Horizont in der Mitte? Verschieben Sie ihn lieber

Wenn Sie bei der Positionierung des Horizonts die Wahl haben, ist es besser, die Kamera leicht nach oben oder unten zu drehen, so dass sich der Horizont nicht in der Mitte des Bildes befindet, sondern etwas höher oder niedriger, d. h. etwa ein Drittel der Höhe des Fotos. Wenn der Horizont in der Mitte des Bildes platziert wird, entstehen in der Regel langweilige Fotos, bei denen der Betrachter nicht weiß, auf welchen Teil des Bildes er sich konzentrieren soll:

So machen Sie perfekte Fotos von der Küste
Horizont in der Mitte – langweiliges Foto. Canon 5D Mark II, Canon EF 16-35/2.8 II, 1/80 s, f/6.3, ISO 100, Brennweite 18 mm

Durch eine leichte Anpassung der Kameraposition erhalten wir ein viel dynamischeres Bild. Wir können wählen, ob wir mehr Platz dem Himmel oder den Wellen überlassen wollen. Es liegt ganz an uns, was uns zu diesem Zeitpunkt als wichtiger erscheint.

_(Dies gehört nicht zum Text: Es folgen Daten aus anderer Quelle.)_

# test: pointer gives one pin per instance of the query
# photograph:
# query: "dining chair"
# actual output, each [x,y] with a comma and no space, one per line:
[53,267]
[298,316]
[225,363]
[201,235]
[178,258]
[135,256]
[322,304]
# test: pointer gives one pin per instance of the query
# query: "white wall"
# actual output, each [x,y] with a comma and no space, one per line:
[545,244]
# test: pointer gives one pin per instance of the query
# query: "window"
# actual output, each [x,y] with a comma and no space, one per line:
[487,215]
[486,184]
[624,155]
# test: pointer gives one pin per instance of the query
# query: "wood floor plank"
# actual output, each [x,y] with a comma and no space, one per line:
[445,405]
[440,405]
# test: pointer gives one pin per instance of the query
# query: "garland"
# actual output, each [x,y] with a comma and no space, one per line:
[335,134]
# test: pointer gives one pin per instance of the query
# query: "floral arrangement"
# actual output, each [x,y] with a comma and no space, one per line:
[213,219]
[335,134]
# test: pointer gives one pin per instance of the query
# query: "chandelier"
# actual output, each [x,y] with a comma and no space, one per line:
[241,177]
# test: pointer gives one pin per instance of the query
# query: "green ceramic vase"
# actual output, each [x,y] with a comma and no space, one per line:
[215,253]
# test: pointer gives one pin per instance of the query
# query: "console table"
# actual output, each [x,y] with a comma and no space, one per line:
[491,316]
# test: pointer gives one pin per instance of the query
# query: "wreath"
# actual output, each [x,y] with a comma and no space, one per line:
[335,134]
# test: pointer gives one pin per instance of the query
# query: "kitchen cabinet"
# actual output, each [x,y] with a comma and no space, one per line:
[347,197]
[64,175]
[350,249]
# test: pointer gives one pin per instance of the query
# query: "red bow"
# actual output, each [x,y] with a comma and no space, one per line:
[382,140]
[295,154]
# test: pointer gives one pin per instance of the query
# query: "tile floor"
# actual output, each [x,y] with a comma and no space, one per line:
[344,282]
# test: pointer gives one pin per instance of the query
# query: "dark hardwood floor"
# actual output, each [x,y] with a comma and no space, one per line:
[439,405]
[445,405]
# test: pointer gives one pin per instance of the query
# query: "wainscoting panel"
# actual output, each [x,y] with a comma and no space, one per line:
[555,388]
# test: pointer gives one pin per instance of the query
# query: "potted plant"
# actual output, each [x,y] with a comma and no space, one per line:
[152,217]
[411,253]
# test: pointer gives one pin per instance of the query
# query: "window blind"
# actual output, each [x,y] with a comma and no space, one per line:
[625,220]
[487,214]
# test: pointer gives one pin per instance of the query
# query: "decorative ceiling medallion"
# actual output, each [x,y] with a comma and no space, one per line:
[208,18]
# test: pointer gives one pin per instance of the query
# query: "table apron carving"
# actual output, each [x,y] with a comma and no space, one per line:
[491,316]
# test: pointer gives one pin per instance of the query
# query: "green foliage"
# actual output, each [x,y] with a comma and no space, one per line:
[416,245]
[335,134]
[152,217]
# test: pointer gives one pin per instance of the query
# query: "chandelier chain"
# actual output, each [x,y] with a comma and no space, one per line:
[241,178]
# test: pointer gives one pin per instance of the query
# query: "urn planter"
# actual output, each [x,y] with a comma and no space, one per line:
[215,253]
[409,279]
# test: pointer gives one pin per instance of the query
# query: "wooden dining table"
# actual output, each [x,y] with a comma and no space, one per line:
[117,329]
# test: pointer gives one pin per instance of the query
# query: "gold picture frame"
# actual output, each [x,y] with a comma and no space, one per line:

Der Himmel bewirkt viel auf einem Foto. Lesen Sie den Artikel Profitieren Sie vom Himmel.

In diesem Bild habe ich den sanften Sommerhimmel mit der grün-blauen Farbe der Wellen darunter hervorgehoben. Der Horizont ist noch extremer positioniert, als es die Drittel-Regel vorschreiben würde, aber wir müssen uns nicht immer genau an sie halten.

So machen Sie perfekte Fotos von der Küste
Horizont unten- das Bild hat an Dynamik gewonnen. Canon 5D Mark II, Canon EF 16-35/2.8 II, 1/80 s, f/6.3, ISO 100, Brennweite 35 mm

Es gibt Situationen, in denen wir keine Wahl haben. Bei der folgenden Aufnahme schien mir der Himmel mit der aufgehenden Sonne wichtig zu sein, aber ich wollte auch die nahgelegenen Felsen einfangen, die aus dem Meer ragen. Deshalb habe ich die Regel mit dem Horizont nicht eingehalten, weil ich andere Elemente für visuell wichtiger hielt.

So machen Sie perfekte Fotos von der Küste
Der Horizont in der Mitte, der sich aus den Umständen ergab. Canon 5D Mark II, Canon EF 16-35/2.8 II, 1/1000 s, f/7.1, ISO 400, Brennweite 35 mm

Folgen Sie den Kurven der Küste

Noch wichtiger als der Horizont ist jedoch die Form der Küstenlinie selbst. Wenn die Küstenlinie gerade ist, ist das Foto vielleicht nicht schlecht, eine komplexere Form würde jedoch interessanter aussehen.

Ich persönlich mag die geschwungene Küstenlinie in den kleineren Buchten, die zusammen mit dem entfernten Land, das sich über die Oberfläche erhebt, eine S-förmige Kurve bildet – sogar in umgekehrter Form, wie Sie auf dem Bild sehen können.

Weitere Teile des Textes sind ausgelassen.